If you have hundreds of remote offices but no SNA-enabled network administrators, SNA Server's centralized model will fit your network's administration plan. With the centralized model, you place SNA servers in a central location and simply group them into a big SNA subdomain to provide fault tolerance and hot backup. However, the centralized model can result in a slow client response if your WAN doesn't have adequate bandwidth, because end users must access the central SNA servers through the WAN.

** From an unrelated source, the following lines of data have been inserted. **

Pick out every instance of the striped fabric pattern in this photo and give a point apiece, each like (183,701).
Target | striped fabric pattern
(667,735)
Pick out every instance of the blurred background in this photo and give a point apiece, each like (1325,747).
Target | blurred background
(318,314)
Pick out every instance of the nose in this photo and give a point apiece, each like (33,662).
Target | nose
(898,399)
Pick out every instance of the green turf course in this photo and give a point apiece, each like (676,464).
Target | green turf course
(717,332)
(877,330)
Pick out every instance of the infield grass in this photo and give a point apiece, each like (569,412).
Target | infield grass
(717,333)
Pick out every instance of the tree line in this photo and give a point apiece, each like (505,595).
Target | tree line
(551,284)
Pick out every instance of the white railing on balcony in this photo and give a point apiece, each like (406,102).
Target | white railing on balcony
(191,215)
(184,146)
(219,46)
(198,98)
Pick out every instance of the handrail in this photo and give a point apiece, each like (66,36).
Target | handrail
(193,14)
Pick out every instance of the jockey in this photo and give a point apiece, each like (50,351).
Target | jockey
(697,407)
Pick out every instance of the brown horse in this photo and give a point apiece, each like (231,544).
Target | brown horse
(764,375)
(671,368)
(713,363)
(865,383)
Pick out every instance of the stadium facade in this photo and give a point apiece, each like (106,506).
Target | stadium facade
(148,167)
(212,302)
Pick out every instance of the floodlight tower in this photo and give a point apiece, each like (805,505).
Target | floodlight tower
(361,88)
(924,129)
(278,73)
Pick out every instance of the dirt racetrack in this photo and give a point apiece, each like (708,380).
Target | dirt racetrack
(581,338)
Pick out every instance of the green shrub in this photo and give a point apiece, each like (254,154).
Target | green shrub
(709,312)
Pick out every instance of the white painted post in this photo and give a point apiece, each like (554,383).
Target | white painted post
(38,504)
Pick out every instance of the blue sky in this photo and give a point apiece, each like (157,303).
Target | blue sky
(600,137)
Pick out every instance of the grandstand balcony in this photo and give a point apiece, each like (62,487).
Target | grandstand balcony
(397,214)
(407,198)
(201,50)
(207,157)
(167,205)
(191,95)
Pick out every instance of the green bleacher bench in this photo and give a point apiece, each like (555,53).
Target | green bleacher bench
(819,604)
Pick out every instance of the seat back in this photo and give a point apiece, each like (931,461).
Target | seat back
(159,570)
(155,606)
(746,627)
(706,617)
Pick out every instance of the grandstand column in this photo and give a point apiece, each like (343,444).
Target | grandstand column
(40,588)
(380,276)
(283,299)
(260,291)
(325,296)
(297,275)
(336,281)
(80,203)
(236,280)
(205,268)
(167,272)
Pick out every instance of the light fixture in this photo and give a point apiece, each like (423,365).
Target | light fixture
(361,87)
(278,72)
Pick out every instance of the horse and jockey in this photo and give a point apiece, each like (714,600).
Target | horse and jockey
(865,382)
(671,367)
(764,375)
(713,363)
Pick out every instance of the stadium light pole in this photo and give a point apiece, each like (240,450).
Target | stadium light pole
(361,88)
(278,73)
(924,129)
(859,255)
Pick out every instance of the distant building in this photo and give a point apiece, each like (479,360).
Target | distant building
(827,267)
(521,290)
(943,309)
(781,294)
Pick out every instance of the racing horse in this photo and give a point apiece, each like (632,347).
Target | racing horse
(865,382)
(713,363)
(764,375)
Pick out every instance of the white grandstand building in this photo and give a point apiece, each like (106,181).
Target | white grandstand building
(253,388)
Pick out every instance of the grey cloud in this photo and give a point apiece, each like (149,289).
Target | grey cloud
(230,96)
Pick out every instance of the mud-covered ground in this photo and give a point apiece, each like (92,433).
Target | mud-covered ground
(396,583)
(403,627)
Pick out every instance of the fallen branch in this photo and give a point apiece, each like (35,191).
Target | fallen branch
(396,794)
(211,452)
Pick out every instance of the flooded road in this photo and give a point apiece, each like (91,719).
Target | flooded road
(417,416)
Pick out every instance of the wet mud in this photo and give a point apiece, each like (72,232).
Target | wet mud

SNA Server's distributed model combines the branch-based and centralized models to provide the best performance and fault tolerance. Figure 1, page 176, illustrates the distributed model, in which you place one or more SNA servers in a branch office, and two or more SNA servers in a data center. The central servers connect to local hosts through a very fast link, such as an FDDI. The branch servers, which are close to end users, use a LAN adapter to connect their local link services to the distributed link services on the central servers through a routing protocol (e.g., TCP/IP) across a WAN link instead of an SNA protocol. This way, branch servers can reach hosts faster. In configuring the branch server, you can enable multiple distributed link services in the central site for fault tolerance and hot backup. The branch servers can use alternative link services at a secondary site, such as a backup data center, in case the primary site fails. With the distributed model, you can easily implement a cross-domain failover. The central SNA subdomain can be a backup subdomain for all branch offices. If the branch SNA subdomain is not available, the remote client can fail over to the central subdomain to establish a new session with minimum interruption.

Dancing with the Dinosaur
Now you know about the fault-tolerant features in SNA Server 4.0. Before you move your mainframe and AS/400 users to an NT-based network, you need to include SNA Server's fault tolerance and hot backup in your network plan. When you implement SNA Server in a planned deployment of your network, high-quality server hardware, and Microsoft cluster services for Mail Transfer System (MTS), Internet Information Server (IIS), and COMTI, you can deliver reliable SNA services to your users and application developers for 24 X 7 access. Then you can safely dance with the mainframe dinosaur without carrying a pager at night.